Quando uma outra “troika” elogiava a economia portuguesa

por RTP
Rudiger Dornbusch, um dos autores do relatório DR

Em Dezembro de 1975, uma “troika” de economistas concluía em Portugal a missão que viera desempenhar a pedido e por conta da OCDE. O relatório da missão ficou pronto escassos dias depois de acabar o PREC (Processo Revolucionário Em Curso). Tudo parecia conjugar-se para esse relatório constituir um libelo contra os estragos que a revolução fizera na economia. Surpreendentemente, contudo, o relatório regista a situação de uma economia quase florescente.

Num momento em que a "troika" da União Europeia, Banco Central Europeu e Fundo Monetário Internacional regressa a Portugal, a fiscalizar a aplicação do memorando com ela assinado, vale a pena recordar essa outra missão, de 1975, constituída por três reputados economistas do MIT (Massachusetts Institute for Technology): Rudiger Dornbusch, Richard S. Eckhaus e Lance Taylor.

A sua distância crítica relativamente ao processo revolucionário derrotado por esses dias não deixava dúvidas, tal como não as deixava a sua recomendação de limitar as conquistas materiais obtidas no ano e meio precedente.

Eco dessas recomendações encontra-se no relatório logo desde o prefácio, da autoria de José Silva Lopes, ministro das Finanças de vários Governos Provisórios. Segundo o prefaciador, apoiado nas constatações do relatório, uma política económica viável “deve refrear o crescimento do consumo dentro de limites fornecidos por balizas realistas, o que estimulará o rápido crescimento da poupança interna, do investimento e das exportações”.

Expectativas catastrofistas

A hipótese de partida dos três investigadores era a “opinião unânime em Portugal de que houve um declínio catastrófico na actividade económica na última metade de 1974 e durante o ano de 1975”. Essa hipótese não resultava apenas dos malefícios atribuídos à revolução, mas também de uma conjuntura internacional especialmente desfavorável.

Recuos do PIB em 1975

EUA: 3%
Alemanha: 3%
RFA: 4%
Itália: 4,5%
Portugal: 3%
Segundo o relatório, “a revolução portuguesa coincidiu com uma depressão quase mundial que teve um impacto particularmente forte sobre os parceiros comerciais de Portugal”. Essa depressão afectou negativamente as exportações portuguesas e as remessas de emigrantes. Por outro lado, o aumento de preços dos combustíveis e de outras mercadorias agravou o défice da balança comercial.

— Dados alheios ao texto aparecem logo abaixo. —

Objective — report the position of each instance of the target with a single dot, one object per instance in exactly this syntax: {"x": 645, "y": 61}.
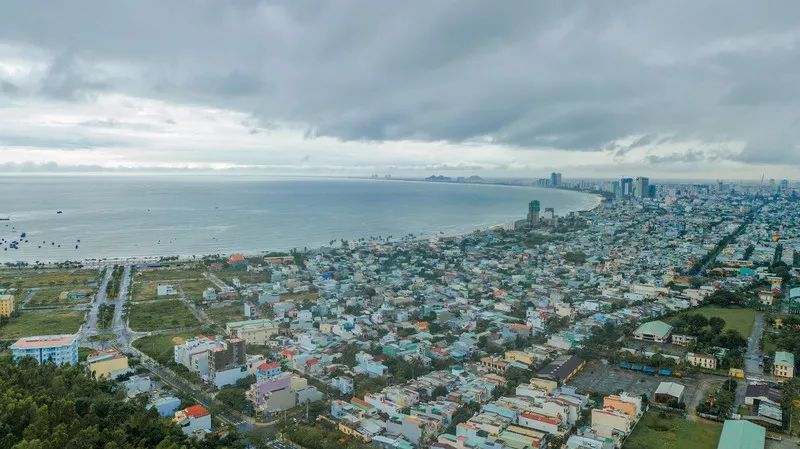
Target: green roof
{"x": 784, "y": 358}
{"x": 658, "y": 328}
{"x": 741, "y": 435}
{"x": 248, "y": 322}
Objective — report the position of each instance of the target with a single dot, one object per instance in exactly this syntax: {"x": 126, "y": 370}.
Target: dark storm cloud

A crise internacional parecia destinada a repercutir-se em Portugal tanto pelo menos como nos restantes países europeus, e sofrendo ainda, provavelmente, um agravamento exponencial ditado pelas circunstâncias da revolução. No entanto, “o observador externo que lê apenas tabelas estatísticas”, como a si próprio se define cada um dos três autores, constata, perplexo, que “o registo do último ano e meio em Portugal não parece muito diferente do do resto da Europa, com algumas discrepâncias intrigantes”.
Actualidade de um velho relatório

O relatório de 1976 foi recuperado do esquecimento pelo coronel João Varela Gomes, em artigo recente, onde comenta:

A actual tutela internacional do País por uma troika neo-liberal torna particularmente oportuno recordar a experiência bem-sucedida (cf. Relatório) de um modelo económico alternativo, diametralmente oposto àquele que está arruinando o presente, hipotecando o futuro, destruindo o pouco que resta da herança de Abril.

In: “Alentejo Popular”, 11 de Setembro de 2011

A grande surpresa: uma economia quase florescente

O que há de intrigante no caso português é, segundo os autores, que, apesar de uma economia deprimida, “o consumo privado aumentou e [aumentou] também a parte do trabalho no rendimento nacional”. Quanto às tendências internacionais de baixa de produção e investimento, défices de pagamentos e inflação, elas não surgem agravadas em Portugal por qualquer circunstância excepcional, e parecem “até sob certos aspectos menos graves em Portugal do que em alguns outros países da Europa ocidental”.

Na verdade, “para um país que passou recentemente por uma reforma social profunda, por uma mudança de maré na posição do seu comércio externo e por seis governos revolucionários nos últimos dezanove meses, Portugal goza de uma saúde económica inesperadamente boa”.